Legislative supremacy is to be tempered by four limitations. The first is that the legislature cannot have arbitrary power over the lives and property of the people. The legislature has only the power that is transferred to it by consent. People have arbitrary control of their own lives and property, and they have no right to take away the life and property of someone else, so these powers cannot be transferred to the legislature. The second limitation is that the legislature cannot govern by arbitrary decree. It must follow established laws that are interpreted by known and authorized judges. The third limitation is that the legislature cannot take people’s property without their consent. Crucial to understanding this limitation is Locke’s definition of property, given in chapter 5 of his second treatise.
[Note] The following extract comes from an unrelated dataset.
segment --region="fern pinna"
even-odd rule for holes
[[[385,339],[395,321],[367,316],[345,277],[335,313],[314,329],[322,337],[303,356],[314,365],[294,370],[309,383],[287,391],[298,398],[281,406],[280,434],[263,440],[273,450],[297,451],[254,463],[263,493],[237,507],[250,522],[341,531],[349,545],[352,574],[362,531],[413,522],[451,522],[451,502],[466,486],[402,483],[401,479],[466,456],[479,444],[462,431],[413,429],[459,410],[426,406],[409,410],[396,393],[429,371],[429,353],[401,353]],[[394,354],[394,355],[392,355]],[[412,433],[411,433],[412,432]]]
The concept of property consists of two elements: property inherited by all from God and property consisting of one’s body and the labor thereof. Locke combined these elements by saying that acorns and apples are given by God to all, but they become the property of those who gather and pick them. That Locke was pleased with his definition of property is proven by a remark in a letter he wrote in 1703: “Property I have nowhere found more clearly explained than in a book entitled Two Treatises of Government.” The fourth and last limitation that Locke placed on the legislature is that it cannot transfer its lawmaking power to any other person or organization.

In contrast to legislative supremacy is Locke’s concept of executive necessity. The executive is necessary primarily to guarantee the perpetual execution of legislation. He also describes what he calls federative power, by which he means control of foreign policy. Although Locke separates the federative from the executive, he indicates that they are closely related. Conspicuous by its absence in Locke’s two treatises is judicial independence, since that concept was long a cornerstone of English constitutional tradition. He seems to include judicial power within the realm of the executive.

The fourth major point of the Two Treatises of Government, discussed in chapter 13, consists of the related political principles of popular sovereignty and representative democracy. Locke assigns popular sovereignty (his definition of the term is that the people are the supreme power) to the legislature. That legislature should contain, at least in part, representatives chosen by the people for a specific period of time. When that time is over, the representatives return to their positions as subjects. Locke gives to the executive the power to issue directives regarding the election of the representatives and the assembling of the legislature.

Chapter 19, the last chapter of Locke’s second thesis, covers the last major point of Locke’s work: the dissolution of government. After he briefly discusses dissolution from without (external force), Locke explains and justifies how a government can be dissolved from within. He describes what is commonly called the right of revolution. One basic reason for this right is if the legislature is altered by an overreaching executive. The alteration could be by the despot’s setting up arbitrary will in place of laws, preventing the legislature from assembling, or setting up a legislature of the ruler’s own choosing. Revolution would be justified in such cases. It would also be justified if the community is delivered to the subjection of a foreign power. The legislature itself can provoke a justifiable revolution if it breaks its contract, by invading the property of the subjects, for example.

Locke anticipates and answers the charge that his ideas about justifiable dissolution would be foment for revolution. He first states that ill-treated people have a right to seek change. Second, every small problem or abuse of trust does not necessitate a revolution. Finally, Locke indicates that the threat of a revolution may prevent the abuse of power that justifies a real revolution.

Locke’s Two Treatises of Government contributes at least three basic principles to the modern constitutional state. First, every member of a political society should have an equal voice in governing that society. Second, the idea of social contract helped pave the way for a formal, written constitution. Third, final sovereign power should rest with the people as a whole.